Red Hat is buying Gluster and its open-source storage know-how. The acquisition will give Red Hat a strong play in thescale-out file system space as it steps up competition against incumbent IT vendors to host the next generation of enterprise applications.
In a statement, Red Hat CTO and VP of worldwide engineering Brian Stevens said: "Our customers are looking for software-based storage solutions that manage their file-based data on-premise, in the cloud and bridging between the two. With unstructured data growth (such as log files, virtual machines, email, audio, video and documents), the 90′s paradigm of forcing everything into expensive, single-system DBMS residing on an internal corporate SAN has become unwieldy and impractical."This $136 million cash deal is just the latest instance of a big vendor buying its way into the hot scale-out storage market. Last year, for example, storage power EMC bought Isilon for its scale-out expertise. Before that, Hewlett-Packard bought Ibrix. IBM’s purchase ofStorwize and Overland Storage’s acquisition Maxiscale were all part of this cloud-inflected, scale-out storage land grab, too.
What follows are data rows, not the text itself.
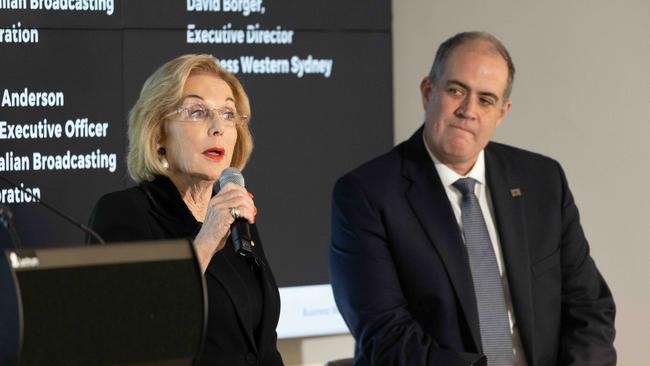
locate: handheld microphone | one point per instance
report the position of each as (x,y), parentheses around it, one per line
(69,219)
(240,230)
(6,215)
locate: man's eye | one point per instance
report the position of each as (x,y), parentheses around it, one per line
(454,91)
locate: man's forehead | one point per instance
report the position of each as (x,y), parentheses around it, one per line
(477,62)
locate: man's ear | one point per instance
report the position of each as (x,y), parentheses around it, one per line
(425,90)
(504,111)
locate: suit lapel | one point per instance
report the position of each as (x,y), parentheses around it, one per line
(428,199)
(222,270)
(174,216)
(508,198)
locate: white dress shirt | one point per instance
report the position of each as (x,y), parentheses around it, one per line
(482,192)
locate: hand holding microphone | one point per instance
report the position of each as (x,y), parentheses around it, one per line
(230,210)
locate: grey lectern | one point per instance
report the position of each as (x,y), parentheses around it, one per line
(139,303)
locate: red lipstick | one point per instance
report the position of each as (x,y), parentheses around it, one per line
(215,153)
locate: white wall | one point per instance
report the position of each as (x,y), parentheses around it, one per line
(582,96)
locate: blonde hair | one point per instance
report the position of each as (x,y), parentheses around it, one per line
(159,97)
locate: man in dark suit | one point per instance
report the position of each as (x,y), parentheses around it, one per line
(454,250)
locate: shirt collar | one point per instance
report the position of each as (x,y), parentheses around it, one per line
(448,176)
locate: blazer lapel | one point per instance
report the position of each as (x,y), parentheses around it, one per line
(173,215)
(221,269)
(508,198)
(428,199)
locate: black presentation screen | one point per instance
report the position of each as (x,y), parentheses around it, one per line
(318,74)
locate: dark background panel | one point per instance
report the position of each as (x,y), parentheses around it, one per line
(308,131)
(91,83)
(301,15)
(65,19)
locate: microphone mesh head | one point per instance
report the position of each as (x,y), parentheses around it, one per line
(231,175)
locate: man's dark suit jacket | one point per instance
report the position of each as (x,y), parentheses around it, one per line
(155,210)
(401,277)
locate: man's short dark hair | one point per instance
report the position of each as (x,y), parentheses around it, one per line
(459,39)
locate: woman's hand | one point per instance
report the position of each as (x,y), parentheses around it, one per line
(218,219)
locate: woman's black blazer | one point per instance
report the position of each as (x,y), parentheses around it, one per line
(155,210)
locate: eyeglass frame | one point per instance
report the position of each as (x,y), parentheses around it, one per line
(211,116)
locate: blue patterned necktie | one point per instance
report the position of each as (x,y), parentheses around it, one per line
(490,301)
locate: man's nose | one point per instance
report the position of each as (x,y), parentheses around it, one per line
(467,108)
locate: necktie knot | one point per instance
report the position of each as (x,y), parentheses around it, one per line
(465,185)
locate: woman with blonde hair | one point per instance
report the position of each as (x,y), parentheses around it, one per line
(188,125)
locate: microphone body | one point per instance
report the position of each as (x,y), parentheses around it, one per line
(6,220)
(240,231)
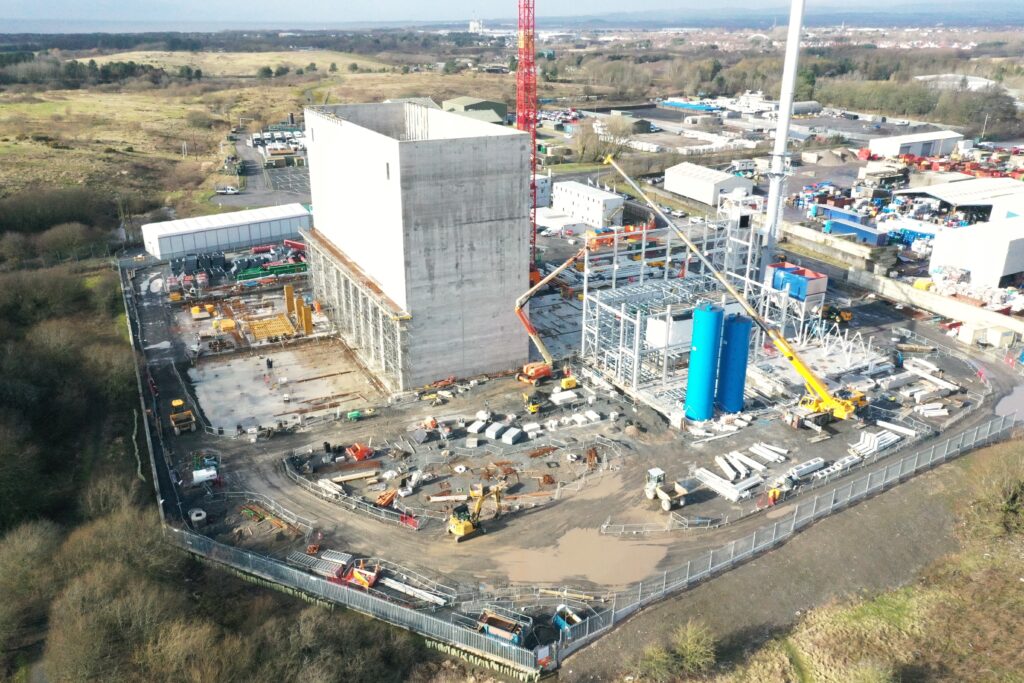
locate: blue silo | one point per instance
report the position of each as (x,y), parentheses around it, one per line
(699,403)
(732,365)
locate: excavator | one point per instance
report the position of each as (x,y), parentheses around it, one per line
(837,314)
(464,522)
(818,403)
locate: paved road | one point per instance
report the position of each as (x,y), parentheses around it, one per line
(267,186)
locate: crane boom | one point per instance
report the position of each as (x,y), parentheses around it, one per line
(819,399)
(521,301)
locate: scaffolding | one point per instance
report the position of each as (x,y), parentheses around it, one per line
(365,317)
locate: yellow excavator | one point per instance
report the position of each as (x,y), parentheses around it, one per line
(818,402)
(536,373)
(464,522)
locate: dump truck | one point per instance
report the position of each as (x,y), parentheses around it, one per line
(181,418)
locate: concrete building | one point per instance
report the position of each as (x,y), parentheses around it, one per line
(224,231)
(425,101)
(421,238)
(993,253)
(938,143)
(463,104)
(701,183)
(587,205)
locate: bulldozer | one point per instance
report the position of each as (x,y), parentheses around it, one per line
(181,418)
(464,522)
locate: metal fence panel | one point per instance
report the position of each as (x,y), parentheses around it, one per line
(705,565)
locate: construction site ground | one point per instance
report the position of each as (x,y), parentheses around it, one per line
(543,541)
(880,544)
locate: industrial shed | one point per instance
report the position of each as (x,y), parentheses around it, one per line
(993,253)
(224,231)
(985,195)
(701,183)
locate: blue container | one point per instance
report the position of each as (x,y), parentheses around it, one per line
(732,364)
(699,403)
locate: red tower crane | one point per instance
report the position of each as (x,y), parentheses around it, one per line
(525,108)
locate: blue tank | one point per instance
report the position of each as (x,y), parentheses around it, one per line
(699,403)
(732,364)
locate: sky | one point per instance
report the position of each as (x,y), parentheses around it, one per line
(280,12)
(329,10)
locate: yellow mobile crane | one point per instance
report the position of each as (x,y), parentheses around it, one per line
(818,400)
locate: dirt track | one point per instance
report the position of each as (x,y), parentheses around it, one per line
(879,544)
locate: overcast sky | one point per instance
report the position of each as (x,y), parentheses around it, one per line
(332,10)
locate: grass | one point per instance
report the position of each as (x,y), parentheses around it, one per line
(244,63)
(963,620)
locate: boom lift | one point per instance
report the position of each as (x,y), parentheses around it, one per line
(465,521)
(535,373)
(818,400)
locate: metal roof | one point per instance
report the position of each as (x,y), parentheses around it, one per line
(466,100)
(201,223)
(582,188)
(486,116)
(979,191)
(701,173)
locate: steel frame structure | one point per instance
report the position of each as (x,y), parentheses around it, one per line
(622,296)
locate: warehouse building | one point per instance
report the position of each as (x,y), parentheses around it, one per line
(704,184)
(992,253)
(421,238)
(937,143)
(224,231)
(587,205)
(981,199)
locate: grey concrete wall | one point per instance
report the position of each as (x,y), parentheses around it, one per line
(355,183)
(466,216)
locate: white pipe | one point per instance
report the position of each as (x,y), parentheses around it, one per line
(776,173)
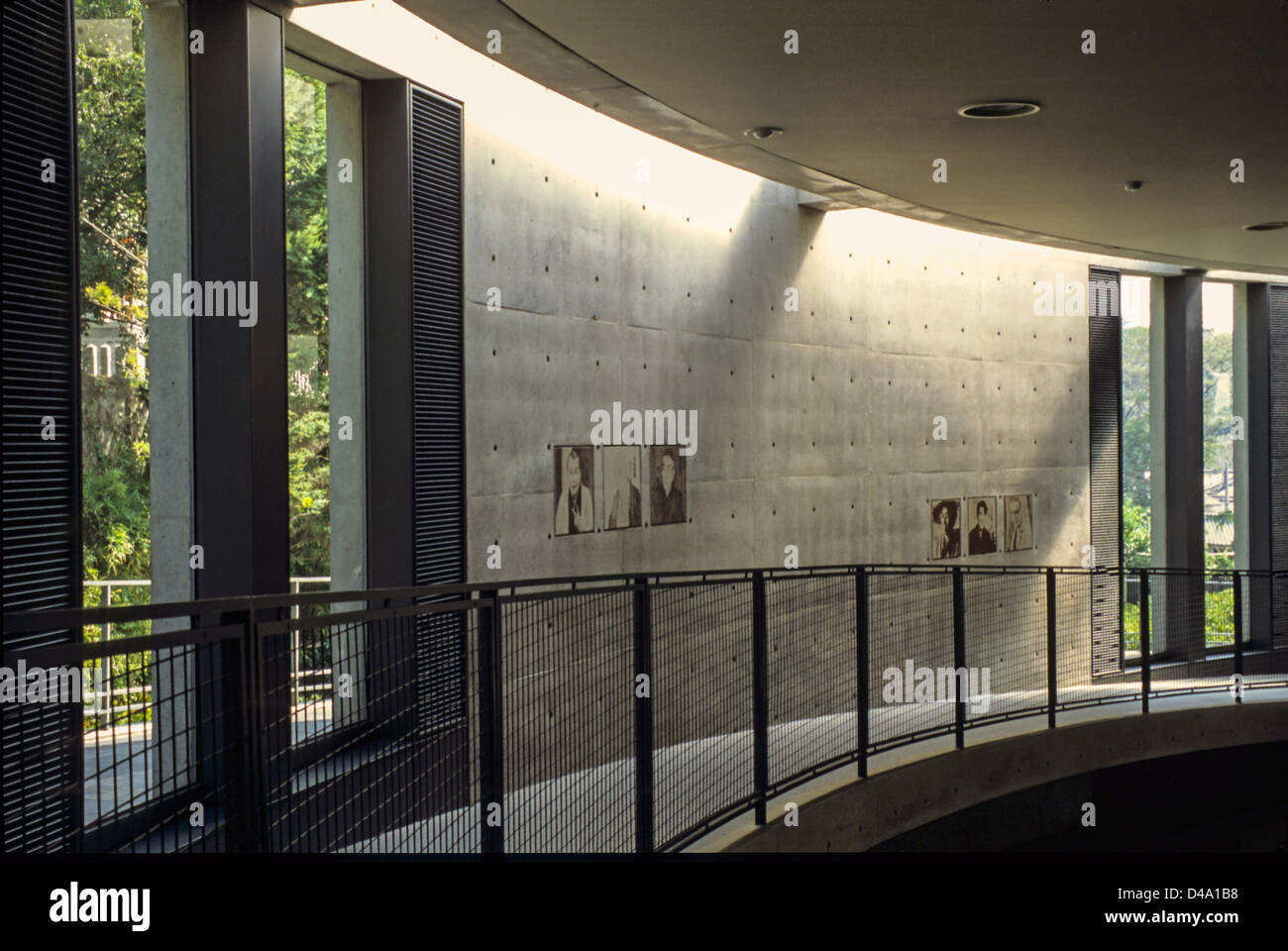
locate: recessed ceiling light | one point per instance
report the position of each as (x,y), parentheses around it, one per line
(999,110)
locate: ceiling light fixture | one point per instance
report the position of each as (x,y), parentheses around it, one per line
(999,110)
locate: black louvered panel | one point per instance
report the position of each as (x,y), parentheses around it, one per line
(1106,429)
(1278,331)
(40,744)
(438,397)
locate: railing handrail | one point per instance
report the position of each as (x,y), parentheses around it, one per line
(56,619)
(252,632)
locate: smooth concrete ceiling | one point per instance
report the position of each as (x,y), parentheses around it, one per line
(1172,94)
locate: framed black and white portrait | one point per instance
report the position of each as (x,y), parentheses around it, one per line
(982,518)
(945,530)
(575,489)
(668,487)
(1018,522)
(623,495)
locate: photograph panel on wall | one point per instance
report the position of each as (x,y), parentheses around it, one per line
(668,487)
(575,489)
(1018,525)
(945,530)
(623,499)
(982,517)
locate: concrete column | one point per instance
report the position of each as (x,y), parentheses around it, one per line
(1252,508)
(1180,347)
(347,325)
(168,379)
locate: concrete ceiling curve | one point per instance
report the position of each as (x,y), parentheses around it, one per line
(1175,92)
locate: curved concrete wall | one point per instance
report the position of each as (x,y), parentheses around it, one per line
(864,813)
(605,265)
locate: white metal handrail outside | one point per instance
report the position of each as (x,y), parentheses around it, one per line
(108,583)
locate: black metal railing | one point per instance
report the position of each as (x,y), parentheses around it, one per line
(627,713)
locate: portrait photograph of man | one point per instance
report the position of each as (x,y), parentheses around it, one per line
(575,489)
(982,539)
(622,497)
(1019,522)
(945,532)
(666,501)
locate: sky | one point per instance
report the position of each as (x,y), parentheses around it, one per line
(1218,304)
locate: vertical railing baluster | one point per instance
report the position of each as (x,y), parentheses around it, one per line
(643,719)
(1051,648)
(760,694)
(490,754)
(1237,635)
(861,624)
(960,652)
(1144,639)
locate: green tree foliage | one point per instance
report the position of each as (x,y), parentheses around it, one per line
(1218,446)
(308,402)
(1136,461)
(1218,361)
(111,163)
(1134,535)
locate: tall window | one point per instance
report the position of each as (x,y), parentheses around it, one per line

In the pricier, traditional scale-up model, lots of new nodes are piled up behind a few big, pricey controller servers. In scale-out storage, companies can add more inexpensive commodity server nodes horizontally, and such additions tend to be relatively easy and inexpensive.
Red Hat said it will continue to sell and support Gluster’s existing products, and it will also incorporate Gluster technology into other Red Hat solutions. It will sell Gluster’s services via Red Hat’s usual subscription model. Sunnyvale, Calif.–based Gluster claims 150 customers, including streaming music pioneer Pandora.